A co do ceny, te dwie maszynki, kosztują kolejno, 2 198,00zł i 2 646,00zł, więc chyba niejest tak źle  :Wink: 

Pozdrawiam, waluigi

----------

## mbar

Wiem, że 1,25 można bez problemu podkręcić ma 1,40 przestawiając zworkę, więc po co przepłacać?

----------

## _troll_

bo niektorzy nie lubai podkrecac??  :Wink:  rzecz gustu, ale ja podziekuje.

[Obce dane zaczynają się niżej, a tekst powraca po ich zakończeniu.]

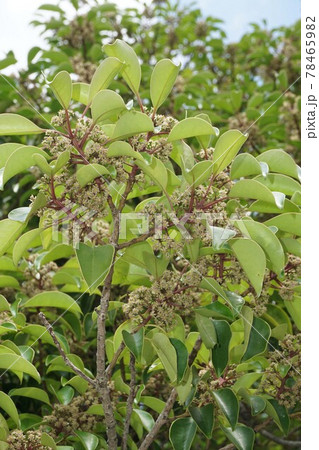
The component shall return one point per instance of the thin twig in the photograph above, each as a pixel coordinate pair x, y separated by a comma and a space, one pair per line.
75, 369
130, 401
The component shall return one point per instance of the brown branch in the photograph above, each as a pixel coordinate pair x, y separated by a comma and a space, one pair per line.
279, 440
163, 417
75, 369
130, 401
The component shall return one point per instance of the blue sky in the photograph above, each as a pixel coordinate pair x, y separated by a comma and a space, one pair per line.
16, 34
238, 14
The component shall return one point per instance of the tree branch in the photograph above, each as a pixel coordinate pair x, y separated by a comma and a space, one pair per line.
279, 440
130, 401
163, 417
75, 369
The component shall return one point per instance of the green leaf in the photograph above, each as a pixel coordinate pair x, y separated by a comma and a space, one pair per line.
9, 407
204, 417
252, 259
242, 437
88, 440
53, 299
132, 69
256, 190
162, 81
279, 183
30, 392
6, 150
207, 330
104, 76
267, 240
10, 361
287, 222
257, 340
107, 105
199, 173
61, 86
20, 160
134, 342
48, 441
80, 93
130, 124
4, 304
244, 165
220, 351
228, 403
63, 158
192, 126
9, 231
121, 148
95, 263
227, 147
65, 395
155, 169
182, 433
14, 124
145, 418
167, 354
280, 161
42, 163
279, 413
182, 358
86, 174
294, 308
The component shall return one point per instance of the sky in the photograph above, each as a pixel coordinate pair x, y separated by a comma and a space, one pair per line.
16, 34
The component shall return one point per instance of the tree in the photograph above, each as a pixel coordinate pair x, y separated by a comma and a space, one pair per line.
165, 260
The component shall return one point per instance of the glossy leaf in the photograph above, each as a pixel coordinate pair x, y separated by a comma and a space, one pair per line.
182, 433
252, 259
20, 160
267, 240
228, 403
23, 243
107, 105
192, 126
227, 147
95, 263
287, 222
182, 358
104, 75
9, 407
14, 124
207, 330
86, 174
162, 81
132, 70
135, 342
61, 86
242, 437
244, 165
10, 361
167, 354
204, 418
53, 299
131, 123
31, 392
220, 351
279, 161
80, 93
88, 440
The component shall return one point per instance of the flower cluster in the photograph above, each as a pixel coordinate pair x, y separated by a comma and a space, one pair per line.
282, 378
19, 440
38, 279
168, 295
64, 419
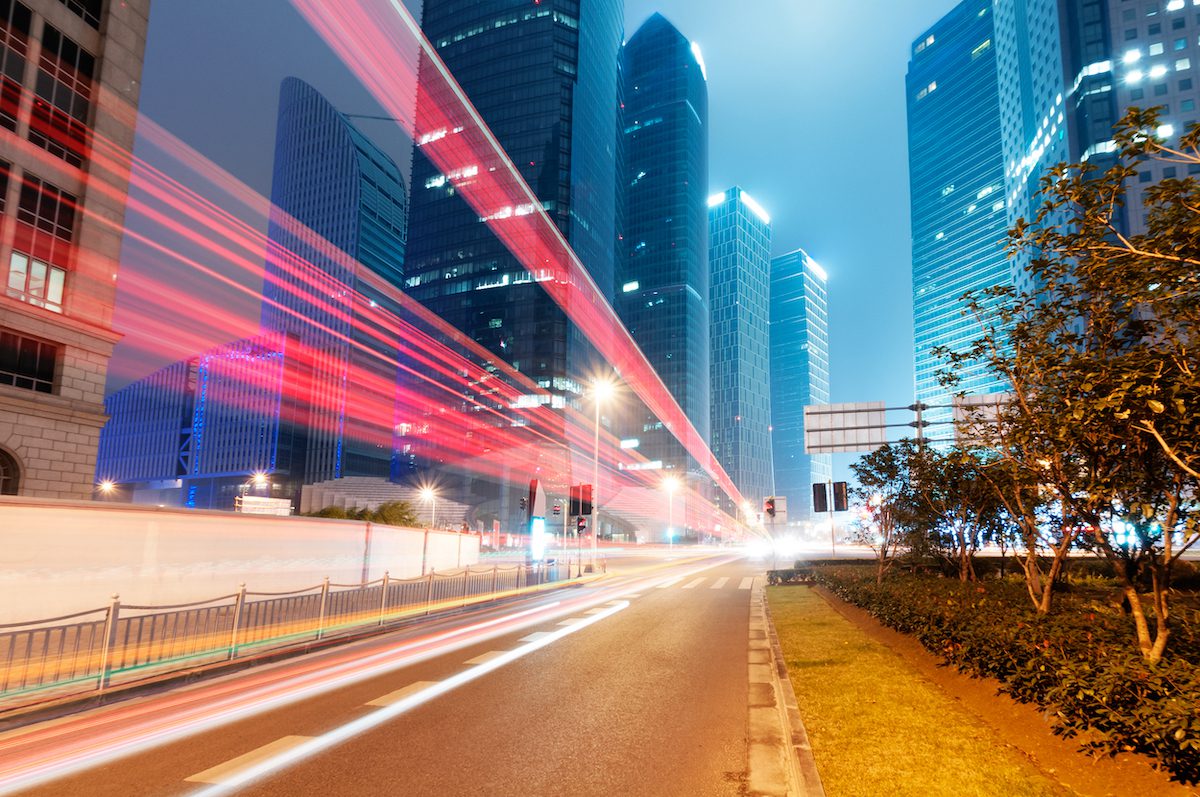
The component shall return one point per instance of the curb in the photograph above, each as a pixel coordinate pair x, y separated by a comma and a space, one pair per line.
780, 757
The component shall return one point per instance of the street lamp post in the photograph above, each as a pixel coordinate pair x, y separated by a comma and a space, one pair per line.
600, 390
429, 495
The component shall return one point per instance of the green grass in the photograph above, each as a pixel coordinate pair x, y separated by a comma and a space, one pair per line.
876, 726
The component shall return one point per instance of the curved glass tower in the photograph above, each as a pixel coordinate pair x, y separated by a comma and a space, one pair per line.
664, 277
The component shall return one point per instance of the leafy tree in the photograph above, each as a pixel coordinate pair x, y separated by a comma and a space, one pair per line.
1102, 423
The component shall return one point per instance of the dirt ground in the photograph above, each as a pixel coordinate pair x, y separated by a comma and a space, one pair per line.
1023, 726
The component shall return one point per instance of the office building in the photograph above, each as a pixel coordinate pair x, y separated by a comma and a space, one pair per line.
70, 75
664, 276
799, 375
313, 396
739, 257
957, 189
544, 78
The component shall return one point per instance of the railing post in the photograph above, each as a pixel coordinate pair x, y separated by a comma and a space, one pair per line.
106, 655
383, 601
238, 606
324, 605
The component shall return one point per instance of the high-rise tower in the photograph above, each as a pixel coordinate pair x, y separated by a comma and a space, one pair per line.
739, 253
799, 375
957, 189
664, 277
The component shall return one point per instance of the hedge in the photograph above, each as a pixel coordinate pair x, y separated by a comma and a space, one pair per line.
1080, 664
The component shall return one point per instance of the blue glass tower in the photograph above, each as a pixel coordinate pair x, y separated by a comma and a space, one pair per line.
664, 277
544, 78
343, 191
957, 173
739, 257
799, 375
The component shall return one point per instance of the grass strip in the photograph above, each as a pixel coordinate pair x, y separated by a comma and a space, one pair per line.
877, 726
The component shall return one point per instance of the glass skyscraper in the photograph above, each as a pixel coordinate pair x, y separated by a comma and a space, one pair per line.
544, 78
664, 276
334, 185
799, 375
739, 257
957, 189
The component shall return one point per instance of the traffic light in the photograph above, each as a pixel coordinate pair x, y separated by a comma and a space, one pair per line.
820, 498
840, 503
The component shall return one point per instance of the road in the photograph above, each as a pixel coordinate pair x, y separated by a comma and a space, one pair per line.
636, 684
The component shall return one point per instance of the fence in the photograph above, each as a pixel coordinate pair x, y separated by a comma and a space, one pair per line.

co do maczka - od razu dokup ram  :Wink:  mac osx przy wlaczonych kilku programach, po prostu zwalnia  :Neutral:  system przestaje byc interaktywny - no wyglada to strasznie. to jest miejsce o ktorym nie dowiesz sie, dopoki nie sprobujesz  :Sad: 

512 - zalecane minimum.

Pozdrawiam,

Przemek

----------

## keman

A jakie tam ładuje kostki  :Question: 

Bo IMHO to tu jedno przeczy drugiemu, DDR, SDRAM  :Question: 

I ile mw. kosztują takie kostki pamięci  :Question: 

Pozdrawiam, waluigi

----------

## totencham

Ze strony apple'a:

 *Quote:*   

> 
> 
> Connect. Plug. Play.
> 
> Mac mini works with both Mac and PC-compatible peripherals, so it’s easy to upgrade from an older Mac or PC system. Simply connect your USB mouse and keyboard, then hook up your DVI or VGA display (adapter included). Next, plug in, turn on and say hello to Mac OS X, the world’s most advanced operating system.
> ...

  :Razz: 

Mnie osobiście bardzo podoba się wygląd Maca i jak stanę się samo wystarczalny, to być może sprawię sobie takie cudo.

----------

## univac^

Mac ładnie pasował by do mego kibla, taki Ibook np  :Smile: 

----------

## keman

 *univac^ wrote:*   

> Mac ładnie pasował by do mego kibla, taki Ibook np 

 

Ehhhhh, brak słów...

Ja rozumiem, ze ibook, może się niepodobać, ale żeby zaraz rzucać go w takie miejsce  :Question:   :Wink: 

Ibook, napewno jest ładniejszy, od większości (o ile nie od wszytskich) pieców...

Pozdrawiam, waluigi

----------

## kranked

Ja tam wymagający nie jestem, wystarczyło by mi w zupełności to  :Wink: 

----------

## keman

 *=KrAnKeD= wrote:*   

> Ja tam wymagający nie jestem, wystarczyło by mi w zupełności to 

 

Ehhhh, pomyśl, ile na takim G5, szedł by BootStrap...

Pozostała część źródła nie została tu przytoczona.